Welcome to Gadget Dreams and Nightmares, the column that gazes wistfully across the landscape at a sea of changing leaves and wonders what new gadgets the fall will bring.
In our deciduous forest this week are an updated Fire TV, a low-end Amazon Fire tablet, a case that adds touch functions to the rear of iPhones and iPads, and an underwater drone.
As ever, please do not consider these reviews, for they are not. The ratings reflect only how much I’d like to try each item, and in no way relate to how much I need to have a pumpkin spice latte immediately.
Burning Up TV
In case you didn’t already know it, Amazon has designs on taking over your television, and Fire TV (pictured above) seems a strong competitor to the refreshed Apple TV.
Fire TV’s big advantage is that it can stream video in ultra high-definition 4K resolution, while Apple’s device cannot. Nor can Roku or Chromecast. Fire TV also has voice control in the form of Alexa, which one could use to check the weather or sports scores while watching a show on Netflix.
Storage is just 8 GB, but it’s expandable with a memory card.
There already are some fine games available for Fire TV, and there’s a gaming edition of the system available with a controller. I like that one can search for shows and movies from across a breadth of services at once (though, curiously, Netflix is not among the list of services included in the cross-platform search at present).
At US$50 less than the latest Apple TV, I’m more tempted to pick up one of these, even though I’m more invested in Apple’s ecosystem.
Amazon’s making a bold statement with its latest upgrades to Fire devices, and I certainly would like to have a Fire TV in my living room.
Bringing the Fire
Amazon’s Fire tablets are more an entry point to purchasing content and shopping for physical goods than devices for productivity or quality photography. They’re all about consumption.
So Amazon’s plan to get its tablets into the hands of as many people as possible by offering a new introductory tablet for just $50 is a smart move.
It promises ro perform decently with a quad-core processor. Like the Fire TV, there’s just 8 GB of storage, but it too is expandable with a microSD card, onto which you can download movies and shows from Amazon Prime for offline viewing.
There’s a new speed-reading function that displays a word at a time in the middle of the screen at whichever speed you’re most comfortable. That might help me read more books.
The 7-inch screen seems more than fair for the price. It looks like a fine budget alternative to an iPad, and if you’re just looking for an on-the-go device to watch video, it’s a solid option.
I can’t fathom why anyone would opt for a regular Kindle over this unless they want distraction-free reading.
As I mentioned in my last column, which focuses on Apple’s new slate of mobile devices and Apple TV, I’m not a fan of playing complex games on my iPhone.
Anything that requires more than a few taps or swipes is best served with a physical controller, since it’s difficult to manipulate multiple controls at once and make sure you’re not covering the screen with your hands.
Handycase appears to go some way to resolving said problem.
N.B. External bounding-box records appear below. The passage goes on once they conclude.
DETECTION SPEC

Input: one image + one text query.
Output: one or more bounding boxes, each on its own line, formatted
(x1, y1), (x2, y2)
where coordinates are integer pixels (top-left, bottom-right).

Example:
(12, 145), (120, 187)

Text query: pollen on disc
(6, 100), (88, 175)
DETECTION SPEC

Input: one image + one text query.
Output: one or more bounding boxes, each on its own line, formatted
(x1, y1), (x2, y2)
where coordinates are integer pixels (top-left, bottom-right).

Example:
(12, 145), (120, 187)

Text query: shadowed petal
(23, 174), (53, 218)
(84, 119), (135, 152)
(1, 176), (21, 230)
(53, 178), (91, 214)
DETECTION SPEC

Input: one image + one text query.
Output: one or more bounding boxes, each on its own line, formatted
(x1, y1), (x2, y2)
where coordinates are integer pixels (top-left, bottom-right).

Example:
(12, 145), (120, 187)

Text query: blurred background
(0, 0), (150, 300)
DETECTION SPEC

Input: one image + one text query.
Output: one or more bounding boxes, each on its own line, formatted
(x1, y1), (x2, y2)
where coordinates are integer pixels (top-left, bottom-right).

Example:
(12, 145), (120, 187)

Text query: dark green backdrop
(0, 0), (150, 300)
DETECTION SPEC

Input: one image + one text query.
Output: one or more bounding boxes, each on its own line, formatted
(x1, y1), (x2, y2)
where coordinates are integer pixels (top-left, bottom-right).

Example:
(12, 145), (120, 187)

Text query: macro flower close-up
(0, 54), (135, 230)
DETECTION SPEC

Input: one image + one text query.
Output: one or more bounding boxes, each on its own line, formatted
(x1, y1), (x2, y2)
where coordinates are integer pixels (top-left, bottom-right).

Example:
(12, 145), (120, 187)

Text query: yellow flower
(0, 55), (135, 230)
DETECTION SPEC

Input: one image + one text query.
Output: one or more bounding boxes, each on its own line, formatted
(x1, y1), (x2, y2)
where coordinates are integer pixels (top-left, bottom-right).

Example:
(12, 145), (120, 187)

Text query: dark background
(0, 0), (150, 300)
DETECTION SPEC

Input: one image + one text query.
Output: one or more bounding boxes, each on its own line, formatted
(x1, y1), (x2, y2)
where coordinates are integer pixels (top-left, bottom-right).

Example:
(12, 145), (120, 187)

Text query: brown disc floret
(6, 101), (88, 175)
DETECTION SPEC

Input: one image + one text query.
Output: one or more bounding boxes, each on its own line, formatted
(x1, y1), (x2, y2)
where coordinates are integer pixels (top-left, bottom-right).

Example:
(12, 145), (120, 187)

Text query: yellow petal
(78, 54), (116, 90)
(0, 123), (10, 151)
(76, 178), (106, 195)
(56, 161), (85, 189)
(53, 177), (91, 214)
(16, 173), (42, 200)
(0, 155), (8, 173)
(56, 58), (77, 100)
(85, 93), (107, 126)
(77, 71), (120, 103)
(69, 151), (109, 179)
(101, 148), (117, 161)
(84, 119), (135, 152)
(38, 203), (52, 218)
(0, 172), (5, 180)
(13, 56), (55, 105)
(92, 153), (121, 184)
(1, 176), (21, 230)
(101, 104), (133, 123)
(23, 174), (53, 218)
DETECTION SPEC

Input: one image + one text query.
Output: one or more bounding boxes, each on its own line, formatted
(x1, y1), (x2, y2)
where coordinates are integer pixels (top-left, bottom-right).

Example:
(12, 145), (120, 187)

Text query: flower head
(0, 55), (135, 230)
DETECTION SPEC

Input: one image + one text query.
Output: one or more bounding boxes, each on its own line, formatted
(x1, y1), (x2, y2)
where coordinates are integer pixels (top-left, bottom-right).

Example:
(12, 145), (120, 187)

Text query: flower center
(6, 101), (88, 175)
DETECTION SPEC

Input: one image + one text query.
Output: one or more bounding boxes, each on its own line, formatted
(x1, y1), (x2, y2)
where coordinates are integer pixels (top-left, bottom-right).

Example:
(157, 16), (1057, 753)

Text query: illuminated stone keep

It’s a crowdfunded iPhone and iPad case that adds touch controls to the back of the device. You know, where your fingers naturally rest while you’re holding it.
It frees up screen real estate from one’s sticky digits, though if you really want to see what your fingers are doing, Handycase’s apps can superimpose them onto the screen.
While the idea’s great — and I hope it works well in practice — it seems that it would require Apple to open up iOS to allow for a secondary input before Handycase had complete control over your device.
It also needs developers — particularly ones of more complex games — to let Handycase use it as a controller as well.
As it stands, I’m itching to get my hands on one, in the hope I can control Lego game characters and see what I’m doing at the same time.
Under The Sea
I’m not sure when or why we started calling remote-control submersibles “underwater drones,” but I’ll run with it as I am determined to take the plunge with OpenROV Trident.
It’s a submersible that can help one explore ocean life and learn about what’s hanging out under the docks in your town’s seafront. I’m particularly tickled by the option to view what the camera sees through a virtual reality headset, though I can’t imagine my river would have life remotely as vivid as in Finding Nemo.
It’s essentially snorkeling for layabouts, and though I love open water, I’m frequently nervous about what lies beneath the surface, so taking a look before diving in would reduce my fretting.
I’d still worry that the tether line that sends back images would snag or break, though I’m trusting the line is sturdy.
At the very least, It should prove a killer educational experience. I’d have ached for one if they were around in my youth.